The material prevents any foul odour and transmission of airborne bacterial diseases. The only residue is ash, which can then be used as a fertilizer, and is easily dissolvable in water.

While many waste experts say incineration of sanitary napkins leads to toxic emissions, Shyam says his machine is environmentally safe.

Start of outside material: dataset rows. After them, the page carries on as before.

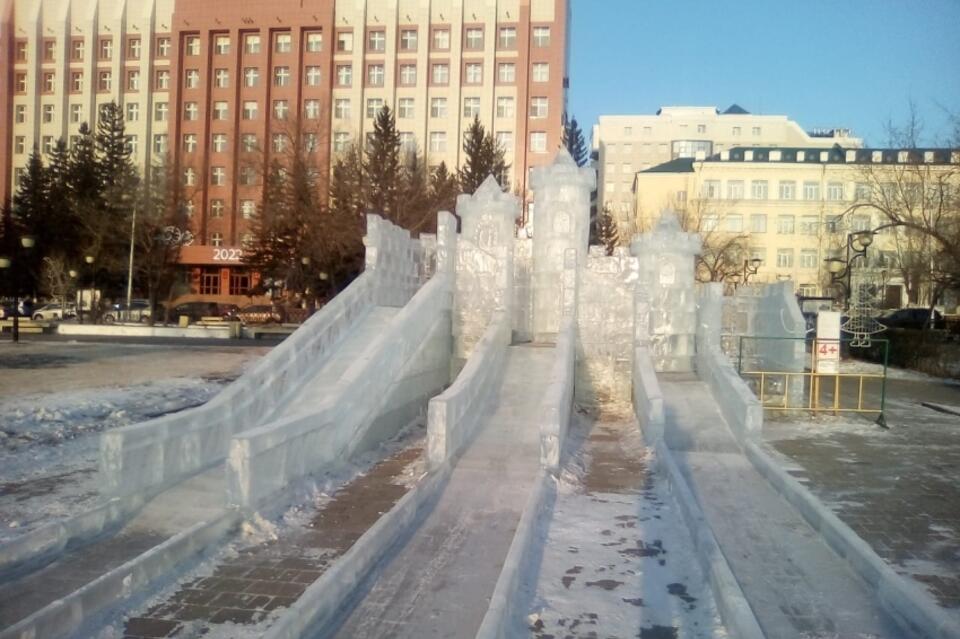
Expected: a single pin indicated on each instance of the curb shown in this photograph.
(322, 605)
(66, 616)
(506, 594)
(734, 609)
(907, 602)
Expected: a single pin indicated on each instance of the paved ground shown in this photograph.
(898, 489)
(795, 584)
(440, 584)
(617, 558)
(249, 588)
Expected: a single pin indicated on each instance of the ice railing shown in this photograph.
(158, 453)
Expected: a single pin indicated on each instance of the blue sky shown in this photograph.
(837, 63)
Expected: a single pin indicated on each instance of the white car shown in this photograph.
(54, 311)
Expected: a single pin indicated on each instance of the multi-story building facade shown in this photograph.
(217, 87)
(792, 207)
(626, 144)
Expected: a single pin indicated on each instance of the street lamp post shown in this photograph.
(11, 263)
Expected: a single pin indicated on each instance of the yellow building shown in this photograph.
(789, 208)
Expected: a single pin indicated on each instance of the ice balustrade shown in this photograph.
(152, 455)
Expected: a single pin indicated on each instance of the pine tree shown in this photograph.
(574, 141)
(444, 189)
(484, 157)
(381, 166)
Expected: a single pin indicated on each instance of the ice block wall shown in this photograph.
(605, 325)
(484, 264)
(667, 301)
(561, 234)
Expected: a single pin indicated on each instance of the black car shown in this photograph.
(916, 318)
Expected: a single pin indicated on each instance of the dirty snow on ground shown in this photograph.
(286, 520)
(49, 442)
(618, 562)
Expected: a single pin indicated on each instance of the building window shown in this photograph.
(474, 74)
(283, 43)
(376, 41)
(375, 75)
(808, 225)
(438, 141)
(341, 141)
(474, 39)
(219, 143)
(541, 36)
(541, 72)
(758, 189)
(735, 189)
(538, 107)
(785, 224)
(538, 142)
(163, 80)
(471, 107)
(441, 39)
(438, 107)
(408, 75)
(373, 106)
(408, 40)
(784, 258)
(788, 190)
(314, 42)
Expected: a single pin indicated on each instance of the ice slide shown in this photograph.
(171, 476)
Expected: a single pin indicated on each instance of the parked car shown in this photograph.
(139, 312)
(260, 314)
(916, 318)
(198, 310)
(55, 311)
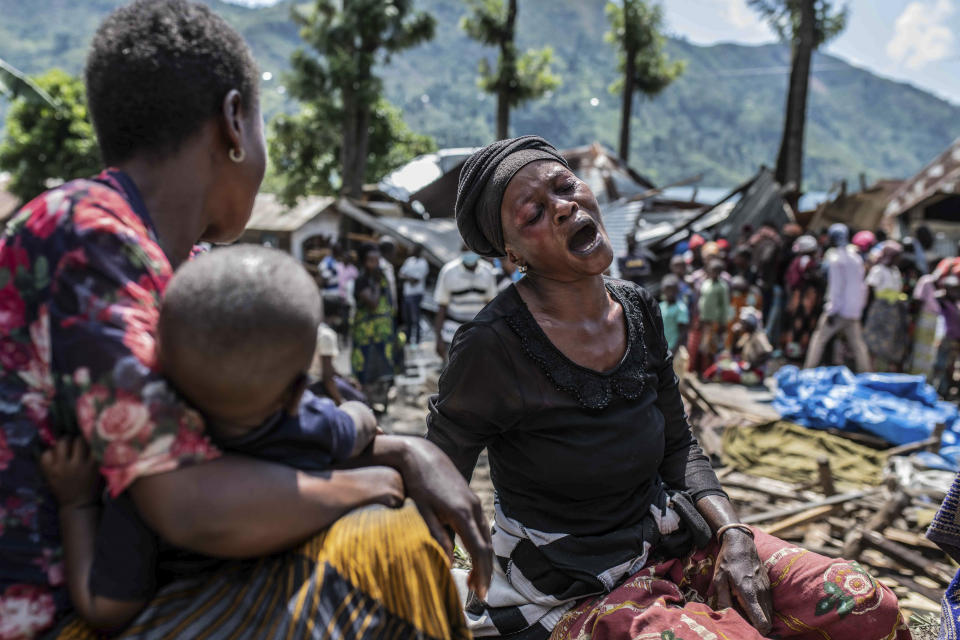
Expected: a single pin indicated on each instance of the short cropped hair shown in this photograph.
(157, 70)
(240, 317)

“An average weight of a sanitary napkin is 6-8 grams. And 85% of that is made of wood pulp, paper and other organic matter. The synthetic part is only the upper layer,” he said. “Moreover, in the incinerator, the temperature doesn’t go beyond 300 degrees Celsius. At that temperature, the 15% of polypropylene that is present just shrinks. It doesn’t convert it into any harmful matter, which it will if the temperature is more than 470 degrees Celsius.”

High demand

In March earlier this year, the innovator presented the incinerator at a festival organised by the National Innovation Foundation, held in New Delhi’s Rashtrapati Bhavan.

“That helped make many more people and NGOs become aware, so now I have been sending these to all over India. For that, we have created the same product using concrete, with reinforced steel bars, so that I can transport them easily on trains,” he said.

From several villages in Gujarat to now selling in Assam, Rajasthan, Odisha, among other Indian states, the demand for the simple machine is slowly picking up. Government schools and colleges in cities also seem interested.

“We have installed this incinerator in eight to 10 high schools and it has been of great help. We plan to order more incinerators for the university,” Harish Joshi, head of the Centre for Social Entrepreneurship at Manipal University, Karnataka, told Down to Earth magazine.

Overall, Shyam Sunder has installed more than 2,000 machines in different schools and colleges for Rs2,000 ($30) each.

“We have installed these incinerators at the 109 girls’ residential schools in Gujarat and we are quite satisfied with its performance,” Darshana Suthar, gender officer at the Sarva Shiksha Abhiyan cell in Gandhinagar, told the Down to Earth magazine. Earlier, Suthar explained, the toilets would get clogged as students tried flushing the napkins to dispose them.